Tel Aviv Travel Guide
About Tel Aviv
Energetic, hedonistic, incredibly diverse and endlessly fun, Tel Aviv is blessed with a great café culture, impressive architecture and pulsating nightlife. Founded only in 1909, it is also one of the world's newest cities.
Head to Old Jaffa for an overview: this is the biblical port town from which modern Tel Aviv sprung, now sprawling east into an ever-wider metropolitan area. Climb the ancient stone streets to the heights of Jaffa to be rewarded with a vista of golden sands glistening against the Mediterranean Sea and the sight of Tel Aviv’s skyscrapers towering in the distance.
A few blocks over from the beach you’ll find the bustling Carmel Market, full of local produce and spices. Continue on through the art and crafts fair of Nachlat Binyamin, which in turn leads onto the elegant Rothschild Boulevard.
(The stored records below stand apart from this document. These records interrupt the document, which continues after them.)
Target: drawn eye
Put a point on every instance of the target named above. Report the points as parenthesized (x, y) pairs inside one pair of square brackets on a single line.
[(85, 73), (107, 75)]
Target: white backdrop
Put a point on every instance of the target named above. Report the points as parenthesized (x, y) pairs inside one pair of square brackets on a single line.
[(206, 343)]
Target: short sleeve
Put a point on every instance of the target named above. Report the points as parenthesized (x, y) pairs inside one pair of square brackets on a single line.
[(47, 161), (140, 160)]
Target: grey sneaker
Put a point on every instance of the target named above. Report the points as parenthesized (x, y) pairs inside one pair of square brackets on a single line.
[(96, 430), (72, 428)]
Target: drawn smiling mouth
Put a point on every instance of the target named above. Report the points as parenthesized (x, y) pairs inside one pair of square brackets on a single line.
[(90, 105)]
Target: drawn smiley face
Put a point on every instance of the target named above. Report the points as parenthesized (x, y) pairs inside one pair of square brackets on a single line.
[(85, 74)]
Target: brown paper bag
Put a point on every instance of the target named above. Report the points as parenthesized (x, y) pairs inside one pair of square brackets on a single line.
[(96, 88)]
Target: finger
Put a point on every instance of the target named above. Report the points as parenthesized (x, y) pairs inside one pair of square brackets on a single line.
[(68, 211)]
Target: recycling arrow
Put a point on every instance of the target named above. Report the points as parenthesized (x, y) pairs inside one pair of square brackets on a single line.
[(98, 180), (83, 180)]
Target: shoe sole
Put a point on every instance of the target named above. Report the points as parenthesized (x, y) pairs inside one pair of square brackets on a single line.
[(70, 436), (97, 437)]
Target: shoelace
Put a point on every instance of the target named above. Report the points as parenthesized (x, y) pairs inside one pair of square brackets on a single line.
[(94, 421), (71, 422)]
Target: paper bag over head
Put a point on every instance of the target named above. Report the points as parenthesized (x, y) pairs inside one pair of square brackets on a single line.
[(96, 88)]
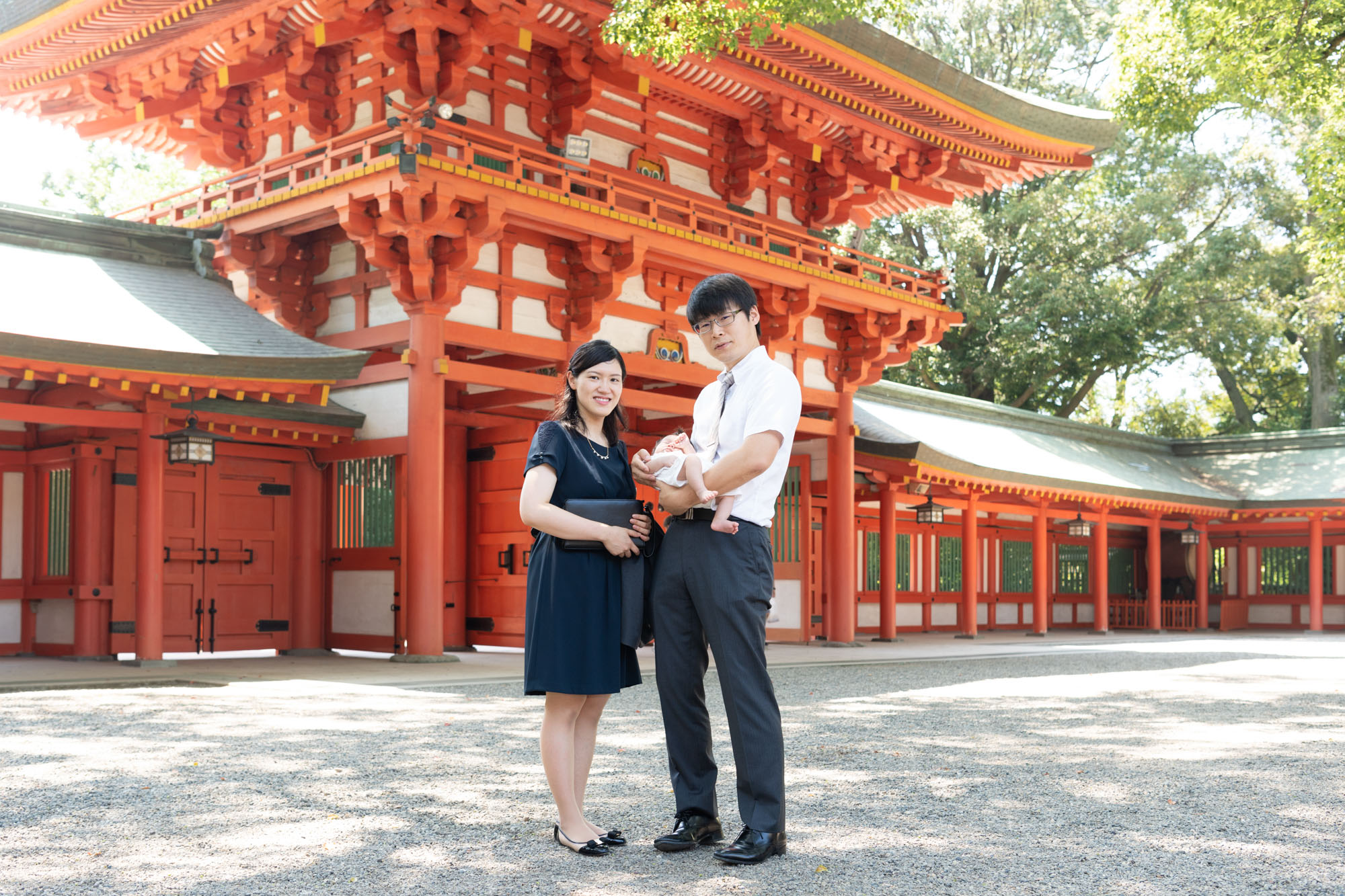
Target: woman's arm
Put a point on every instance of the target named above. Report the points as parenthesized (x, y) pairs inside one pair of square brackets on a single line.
[(537, 512)]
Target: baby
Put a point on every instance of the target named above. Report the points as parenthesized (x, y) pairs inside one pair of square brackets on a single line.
[(676, 462)]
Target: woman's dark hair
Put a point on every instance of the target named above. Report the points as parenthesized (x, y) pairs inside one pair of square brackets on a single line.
[(592, 353), (718, 295)]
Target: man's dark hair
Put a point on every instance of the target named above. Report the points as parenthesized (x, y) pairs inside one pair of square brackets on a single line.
[(718, 295), (591, 354)]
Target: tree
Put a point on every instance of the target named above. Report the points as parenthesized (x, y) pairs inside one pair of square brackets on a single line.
[(1186, 61), (670, 29), (118, 178)]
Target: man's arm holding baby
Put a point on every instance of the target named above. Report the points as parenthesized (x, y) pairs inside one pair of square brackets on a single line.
[(747, 462)]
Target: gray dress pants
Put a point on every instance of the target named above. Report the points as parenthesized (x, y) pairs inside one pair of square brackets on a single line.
[(715, 589)]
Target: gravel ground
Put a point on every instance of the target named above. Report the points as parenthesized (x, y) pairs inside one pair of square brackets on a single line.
[(1116, 772)]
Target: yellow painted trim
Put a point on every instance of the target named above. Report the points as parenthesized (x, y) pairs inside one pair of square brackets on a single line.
[(913, 83)]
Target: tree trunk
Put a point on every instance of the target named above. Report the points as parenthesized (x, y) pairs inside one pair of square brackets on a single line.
[(1321, 354), (1235, 395), (1078, 399)]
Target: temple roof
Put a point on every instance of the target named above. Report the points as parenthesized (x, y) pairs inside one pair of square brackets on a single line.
[(1007, 444), (99, 292)]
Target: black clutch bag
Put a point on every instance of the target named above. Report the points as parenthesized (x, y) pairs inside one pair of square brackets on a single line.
[(614, 512)]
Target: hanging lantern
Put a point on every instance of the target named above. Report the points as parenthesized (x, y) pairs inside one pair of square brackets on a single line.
[(1079, 528), (930, 513), (192, 444)]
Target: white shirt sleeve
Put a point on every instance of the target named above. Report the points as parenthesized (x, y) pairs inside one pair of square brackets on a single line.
[(775, 405)]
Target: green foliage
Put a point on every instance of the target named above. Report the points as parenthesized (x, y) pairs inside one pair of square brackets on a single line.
[(116, 178), (670, 29)]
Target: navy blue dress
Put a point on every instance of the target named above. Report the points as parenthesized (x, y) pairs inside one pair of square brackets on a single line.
[(572, 642)]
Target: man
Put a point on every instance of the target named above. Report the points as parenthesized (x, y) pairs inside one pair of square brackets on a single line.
[(715, 588)]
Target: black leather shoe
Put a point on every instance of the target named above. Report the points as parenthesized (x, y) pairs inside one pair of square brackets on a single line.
[(753, 846), (691, 829), (591, 848)]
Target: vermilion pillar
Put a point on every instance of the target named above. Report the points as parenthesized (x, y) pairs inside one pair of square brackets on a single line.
[(306, 615), (424, 598), (887, 565), (151, 460), (841, 610), (455, 538), (1040, 571), (1101, 577), (1155, 564), (1315, 573), (89, 565), (1203, 576), (970, 567)]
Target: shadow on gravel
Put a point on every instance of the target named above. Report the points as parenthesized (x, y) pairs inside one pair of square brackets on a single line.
[(1116, 772)]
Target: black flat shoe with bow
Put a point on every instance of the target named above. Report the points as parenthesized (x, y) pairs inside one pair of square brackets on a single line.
[(591, 848)]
This important thoroughfare is lined with handsome houses and trendy cafés, culminating in the impressive national theatre, Habima. Steering back seawards brings you to the iconic Bauhaus buildings on and around Bialik Street, which have earned Tel Aviv the name of 'White City'.
The city is constantly changing and developing. Several post-industrial areas have been adopted by artists and entrepreneurs who seek to revive these districts with galleries and dive bars. The most renowned example is the hipster paradise of Florentin, glowing with graffiti and wafting of unconventionalism.
You won't have trouble finding Tel Aviv's fabled nightlife. Bars and nightclubs abound, locals tend to head out late and continue to party into the early hours. Great for languishing, the beach nearly always has something happening at night too.
A city of immigrants, Tel Aviv is rich in culture. European, American (both North and Latin), Arab and African incomers are plenty, and you'll notice large Yemenite and Ethiopian-Jewish communities too. Restaurants blending Mediterranean, Middle-Eastern and other influences sum up the atmosphere of Tel Aviv: progressive, informal and thoroughly cosmopolitan.